Distributed Acoustic Sensing (DAS) offer unique advantages to extensive monitoring initiatives due to its long-distance, high-density arrays of real-time acoustic sensors. However, high-resolution and long-term applications generate a large amount of data, on the order of hundreds of terabytes per year, presenting challenges for processing and storage. As a result, leveraging innovative data compression techniques is essential for scaling up DAS monitoring. DAS arrays are composed of multiple channels carrying highly correlated and coherent signals. These redundancies allow to exploit inter-channel compression, which use predictions from consecutive channel signals and achieve a higher compression ratio compared to compressing each channel separately.

 

In this work, we propose a novel coding scheme for DAS data that improves state-of-the-art compression.

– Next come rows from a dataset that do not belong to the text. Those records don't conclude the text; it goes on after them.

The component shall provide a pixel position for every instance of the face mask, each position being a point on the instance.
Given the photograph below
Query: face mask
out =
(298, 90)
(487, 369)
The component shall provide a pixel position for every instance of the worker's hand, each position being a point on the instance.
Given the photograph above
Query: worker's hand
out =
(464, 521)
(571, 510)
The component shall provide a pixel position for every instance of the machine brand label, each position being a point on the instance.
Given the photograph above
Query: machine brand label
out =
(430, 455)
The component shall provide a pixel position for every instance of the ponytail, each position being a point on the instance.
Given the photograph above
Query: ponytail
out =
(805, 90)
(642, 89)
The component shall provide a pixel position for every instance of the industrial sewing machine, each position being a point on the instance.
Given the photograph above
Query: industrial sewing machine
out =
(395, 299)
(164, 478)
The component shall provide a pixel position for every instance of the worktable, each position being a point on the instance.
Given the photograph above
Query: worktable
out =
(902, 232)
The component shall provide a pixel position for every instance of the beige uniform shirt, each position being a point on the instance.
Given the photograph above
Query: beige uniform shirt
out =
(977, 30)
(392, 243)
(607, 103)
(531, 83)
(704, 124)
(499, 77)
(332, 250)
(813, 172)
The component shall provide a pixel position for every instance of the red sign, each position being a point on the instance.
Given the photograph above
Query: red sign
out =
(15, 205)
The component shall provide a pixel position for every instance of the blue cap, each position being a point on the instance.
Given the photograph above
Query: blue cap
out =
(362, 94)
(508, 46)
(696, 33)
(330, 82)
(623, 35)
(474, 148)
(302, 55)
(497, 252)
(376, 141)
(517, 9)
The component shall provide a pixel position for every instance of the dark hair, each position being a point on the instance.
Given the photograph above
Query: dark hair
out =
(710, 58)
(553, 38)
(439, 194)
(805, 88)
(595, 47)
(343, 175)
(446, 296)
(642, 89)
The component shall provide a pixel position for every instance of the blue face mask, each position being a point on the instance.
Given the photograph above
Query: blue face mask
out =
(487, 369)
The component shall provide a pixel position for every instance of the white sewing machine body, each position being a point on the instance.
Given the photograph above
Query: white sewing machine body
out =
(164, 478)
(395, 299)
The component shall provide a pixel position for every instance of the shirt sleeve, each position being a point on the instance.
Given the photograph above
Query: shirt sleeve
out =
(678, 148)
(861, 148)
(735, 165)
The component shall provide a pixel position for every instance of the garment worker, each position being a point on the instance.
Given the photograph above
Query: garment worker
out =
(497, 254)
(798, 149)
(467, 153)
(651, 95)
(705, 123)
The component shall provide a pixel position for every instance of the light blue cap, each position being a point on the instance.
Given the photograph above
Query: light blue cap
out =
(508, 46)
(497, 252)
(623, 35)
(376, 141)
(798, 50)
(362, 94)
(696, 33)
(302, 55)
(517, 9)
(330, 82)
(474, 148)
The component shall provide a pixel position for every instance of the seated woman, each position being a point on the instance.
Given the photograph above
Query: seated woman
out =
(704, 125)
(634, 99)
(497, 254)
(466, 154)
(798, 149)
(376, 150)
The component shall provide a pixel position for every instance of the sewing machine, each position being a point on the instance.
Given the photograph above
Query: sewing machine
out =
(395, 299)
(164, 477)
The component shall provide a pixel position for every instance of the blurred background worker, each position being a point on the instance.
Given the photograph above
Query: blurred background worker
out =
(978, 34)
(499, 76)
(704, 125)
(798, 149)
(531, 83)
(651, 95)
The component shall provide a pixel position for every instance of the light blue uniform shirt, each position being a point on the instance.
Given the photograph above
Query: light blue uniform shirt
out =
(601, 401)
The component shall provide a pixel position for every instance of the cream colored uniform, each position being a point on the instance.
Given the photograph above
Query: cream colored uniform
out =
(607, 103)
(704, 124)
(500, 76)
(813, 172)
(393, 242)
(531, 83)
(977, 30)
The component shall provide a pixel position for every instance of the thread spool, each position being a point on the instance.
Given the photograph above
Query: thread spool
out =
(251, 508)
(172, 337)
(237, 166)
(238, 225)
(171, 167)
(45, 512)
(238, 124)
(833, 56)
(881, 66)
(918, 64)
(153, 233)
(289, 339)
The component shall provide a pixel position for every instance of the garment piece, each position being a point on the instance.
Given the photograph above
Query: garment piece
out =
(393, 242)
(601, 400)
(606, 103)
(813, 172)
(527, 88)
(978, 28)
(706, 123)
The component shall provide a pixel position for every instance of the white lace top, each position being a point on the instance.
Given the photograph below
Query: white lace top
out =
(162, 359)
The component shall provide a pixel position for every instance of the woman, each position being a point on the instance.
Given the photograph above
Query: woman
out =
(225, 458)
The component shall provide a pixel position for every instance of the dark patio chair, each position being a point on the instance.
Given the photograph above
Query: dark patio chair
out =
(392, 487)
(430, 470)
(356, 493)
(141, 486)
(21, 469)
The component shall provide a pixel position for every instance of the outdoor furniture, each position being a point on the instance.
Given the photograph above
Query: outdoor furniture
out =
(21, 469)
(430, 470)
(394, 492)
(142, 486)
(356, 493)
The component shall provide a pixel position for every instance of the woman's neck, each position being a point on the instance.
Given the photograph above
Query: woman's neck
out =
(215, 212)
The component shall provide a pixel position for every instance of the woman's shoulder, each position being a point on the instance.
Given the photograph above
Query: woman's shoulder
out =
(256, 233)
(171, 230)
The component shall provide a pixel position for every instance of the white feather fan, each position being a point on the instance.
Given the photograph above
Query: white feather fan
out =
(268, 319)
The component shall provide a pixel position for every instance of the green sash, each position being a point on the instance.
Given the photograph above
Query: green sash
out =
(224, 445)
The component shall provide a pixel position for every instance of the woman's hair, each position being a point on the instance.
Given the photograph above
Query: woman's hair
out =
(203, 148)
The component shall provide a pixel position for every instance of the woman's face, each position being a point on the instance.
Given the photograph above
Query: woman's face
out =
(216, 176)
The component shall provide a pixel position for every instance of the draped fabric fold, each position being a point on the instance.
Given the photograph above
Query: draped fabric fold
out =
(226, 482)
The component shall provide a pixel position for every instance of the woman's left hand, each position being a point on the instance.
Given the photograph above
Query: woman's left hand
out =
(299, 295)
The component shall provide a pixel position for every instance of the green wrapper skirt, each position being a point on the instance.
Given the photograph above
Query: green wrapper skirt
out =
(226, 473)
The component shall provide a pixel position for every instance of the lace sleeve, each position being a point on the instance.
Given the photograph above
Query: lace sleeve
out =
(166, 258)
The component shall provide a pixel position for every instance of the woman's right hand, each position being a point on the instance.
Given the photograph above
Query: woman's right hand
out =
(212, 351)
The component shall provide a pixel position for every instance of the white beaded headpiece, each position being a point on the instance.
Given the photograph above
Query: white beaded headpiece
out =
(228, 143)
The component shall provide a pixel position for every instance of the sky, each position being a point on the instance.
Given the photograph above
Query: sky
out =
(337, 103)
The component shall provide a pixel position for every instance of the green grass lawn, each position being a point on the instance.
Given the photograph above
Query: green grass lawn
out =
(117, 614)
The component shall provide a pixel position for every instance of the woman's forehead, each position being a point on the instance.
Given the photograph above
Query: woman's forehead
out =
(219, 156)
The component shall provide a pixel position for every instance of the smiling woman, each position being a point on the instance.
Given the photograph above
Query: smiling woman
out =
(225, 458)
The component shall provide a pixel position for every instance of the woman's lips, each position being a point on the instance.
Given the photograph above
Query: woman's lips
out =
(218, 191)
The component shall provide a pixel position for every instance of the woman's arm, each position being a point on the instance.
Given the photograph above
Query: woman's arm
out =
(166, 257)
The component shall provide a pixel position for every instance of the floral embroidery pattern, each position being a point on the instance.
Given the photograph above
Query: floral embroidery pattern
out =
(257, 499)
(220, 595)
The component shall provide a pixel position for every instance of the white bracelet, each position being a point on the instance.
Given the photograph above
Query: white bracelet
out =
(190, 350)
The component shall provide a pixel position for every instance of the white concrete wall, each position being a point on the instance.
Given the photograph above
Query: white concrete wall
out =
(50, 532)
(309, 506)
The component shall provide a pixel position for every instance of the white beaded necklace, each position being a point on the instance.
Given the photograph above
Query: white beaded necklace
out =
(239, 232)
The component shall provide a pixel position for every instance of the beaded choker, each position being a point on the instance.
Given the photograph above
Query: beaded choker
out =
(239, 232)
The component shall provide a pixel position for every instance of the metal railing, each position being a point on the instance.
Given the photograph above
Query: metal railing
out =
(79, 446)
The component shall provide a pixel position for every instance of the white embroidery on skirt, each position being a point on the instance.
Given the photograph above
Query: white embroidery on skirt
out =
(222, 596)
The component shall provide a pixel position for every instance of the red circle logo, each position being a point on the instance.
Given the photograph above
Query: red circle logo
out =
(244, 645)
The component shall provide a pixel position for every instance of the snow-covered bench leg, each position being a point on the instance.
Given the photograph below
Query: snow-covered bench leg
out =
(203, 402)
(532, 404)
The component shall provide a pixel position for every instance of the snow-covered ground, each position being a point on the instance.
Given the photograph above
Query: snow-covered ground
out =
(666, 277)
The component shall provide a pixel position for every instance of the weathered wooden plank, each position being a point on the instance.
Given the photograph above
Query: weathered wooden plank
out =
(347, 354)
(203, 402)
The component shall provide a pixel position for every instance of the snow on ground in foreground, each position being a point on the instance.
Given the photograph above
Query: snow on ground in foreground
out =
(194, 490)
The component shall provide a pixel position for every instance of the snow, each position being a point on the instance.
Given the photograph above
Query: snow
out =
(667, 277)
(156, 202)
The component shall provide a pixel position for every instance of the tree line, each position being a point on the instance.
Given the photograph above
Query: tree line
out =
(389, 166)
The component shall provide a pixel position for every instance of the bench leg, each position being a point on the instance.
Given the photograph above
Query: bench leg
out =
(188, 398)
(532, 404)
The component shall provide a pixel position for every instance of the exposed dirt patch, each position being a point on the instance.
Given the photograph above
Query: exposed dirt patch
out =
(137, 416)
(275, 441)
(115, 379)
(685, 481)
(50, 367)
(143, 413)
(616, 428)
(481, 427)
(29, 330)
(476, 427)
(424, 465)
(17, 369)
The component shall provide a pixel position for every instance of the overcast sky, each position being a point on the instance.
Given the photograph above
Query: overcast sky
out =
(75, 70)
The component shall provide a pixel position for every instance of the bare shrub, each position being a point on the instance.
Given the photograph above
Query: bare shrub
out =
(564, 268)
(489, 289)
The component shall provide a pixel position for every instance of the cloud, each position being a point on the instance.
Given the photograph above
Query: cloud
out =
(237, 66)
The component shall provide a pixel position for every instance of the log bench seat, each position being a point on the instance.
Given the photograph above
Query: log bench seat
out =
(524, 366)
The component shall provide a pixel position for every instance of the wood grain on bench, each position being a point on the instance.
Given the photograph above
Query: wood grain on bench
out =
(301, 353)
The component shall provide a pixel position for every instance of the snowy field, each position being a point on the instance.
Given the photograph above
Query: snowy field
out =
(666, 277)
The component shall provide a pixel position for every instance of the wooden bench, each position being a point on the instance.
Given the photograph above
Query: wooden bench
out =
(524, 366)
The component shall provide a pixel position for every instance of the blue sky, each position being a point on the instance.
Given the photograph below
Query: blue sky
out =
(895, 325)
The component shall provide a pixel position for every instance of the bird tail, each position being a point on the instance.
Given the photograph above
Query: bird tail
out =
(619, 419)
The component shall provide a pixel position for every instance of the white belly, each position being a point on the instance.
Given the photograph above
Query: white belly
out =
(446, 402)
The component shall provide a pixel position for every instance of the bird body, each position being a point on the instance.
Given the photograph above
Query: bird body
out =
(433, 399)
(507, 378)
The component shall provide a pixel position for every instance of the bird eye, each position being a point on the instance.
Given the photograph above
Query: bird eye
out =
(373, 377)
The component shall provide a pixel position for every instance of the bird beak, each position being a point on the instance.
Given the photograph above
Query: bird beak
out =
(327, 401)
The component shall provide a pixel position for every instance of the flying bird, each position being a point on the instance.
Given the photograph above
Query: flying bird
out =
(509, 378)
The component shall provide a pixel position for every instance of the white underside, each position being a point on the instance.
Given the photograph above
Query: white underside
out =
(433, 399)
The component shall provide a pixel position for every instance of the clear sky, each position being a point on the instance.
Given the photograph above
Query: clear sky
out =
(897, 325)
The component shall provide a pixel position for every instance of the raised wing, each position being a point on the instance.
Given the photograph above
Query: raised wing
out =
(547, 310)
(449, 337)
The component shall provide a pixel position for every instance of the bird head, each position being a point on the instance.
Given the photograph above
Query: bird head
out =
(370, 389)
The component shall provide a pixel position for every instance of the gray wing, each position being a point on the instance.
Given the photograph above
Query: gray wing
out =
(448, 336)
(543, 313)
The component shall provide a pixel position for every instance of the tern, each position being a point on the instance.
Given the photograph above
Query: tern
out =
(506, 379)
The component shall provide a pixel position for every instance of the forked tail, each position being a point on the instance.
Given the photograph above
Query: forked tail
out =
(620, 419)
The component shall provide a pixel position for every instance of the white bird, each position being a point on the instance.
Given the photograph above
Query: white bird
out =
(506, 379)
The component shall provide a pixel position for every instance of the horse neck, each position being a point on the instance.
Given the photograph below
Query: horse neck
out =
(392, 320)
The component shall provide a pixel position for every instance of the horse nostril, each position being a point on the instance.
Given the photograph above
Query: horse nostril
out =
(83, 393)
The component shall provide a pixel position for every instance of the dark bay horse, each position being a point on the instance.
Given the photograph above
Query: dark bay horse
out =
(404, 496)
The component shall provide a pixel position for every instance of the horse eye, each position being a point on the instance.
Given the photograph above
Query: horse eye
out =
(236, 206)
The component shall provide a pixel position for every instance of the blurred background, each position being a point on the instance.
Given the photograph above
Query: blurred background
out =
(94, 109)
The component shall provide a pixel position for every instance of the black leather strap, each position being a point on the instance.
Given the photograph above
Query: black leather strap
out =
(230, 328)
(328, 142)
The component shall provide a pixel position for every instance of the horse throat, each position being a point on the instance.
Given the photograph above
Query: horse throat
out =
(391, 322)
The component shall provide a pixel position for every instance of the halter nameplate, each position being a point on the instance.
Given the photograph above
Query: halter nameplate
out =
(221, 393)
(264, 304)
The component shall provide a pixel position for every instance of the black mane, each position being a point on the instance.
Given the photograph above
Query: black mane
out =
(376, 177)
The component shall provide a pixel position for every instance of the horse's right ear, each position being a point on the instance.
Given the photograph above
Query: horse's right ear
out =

Encoding follows a pipeline composed of intra-prediction, inter-prediction, transform and entropy coding. For lowly correlated channels, intra-channel prediction is realized by means of Linear Prediction Coding. For inter-channel prediction, we propose three different methods: (1) prediction by warping and scaling the signal from the consecutive channel, (2) a linear predictor is learned over many channels and (3) wavelet transforms are used to disentangle data signals of different frequency, allowing fine-grained prediction. Entropy coding is done by a combination of adaptive arithmetic coding and run-length coding. The implementation is divided into an encoder and a decoder. The encoder uses bitrate optimization for decisions on the prediction methods and parameter values and can be tuned for either speed or high-compression modes. In addition, we explore lossy quantization by adding tunable quantization of the transformed signal, which we observe to achieve significantly higher compression at the expense of quantization noise. The designed algorithms and the provided implementation facilitate the deployment of long-term DAS monitoring.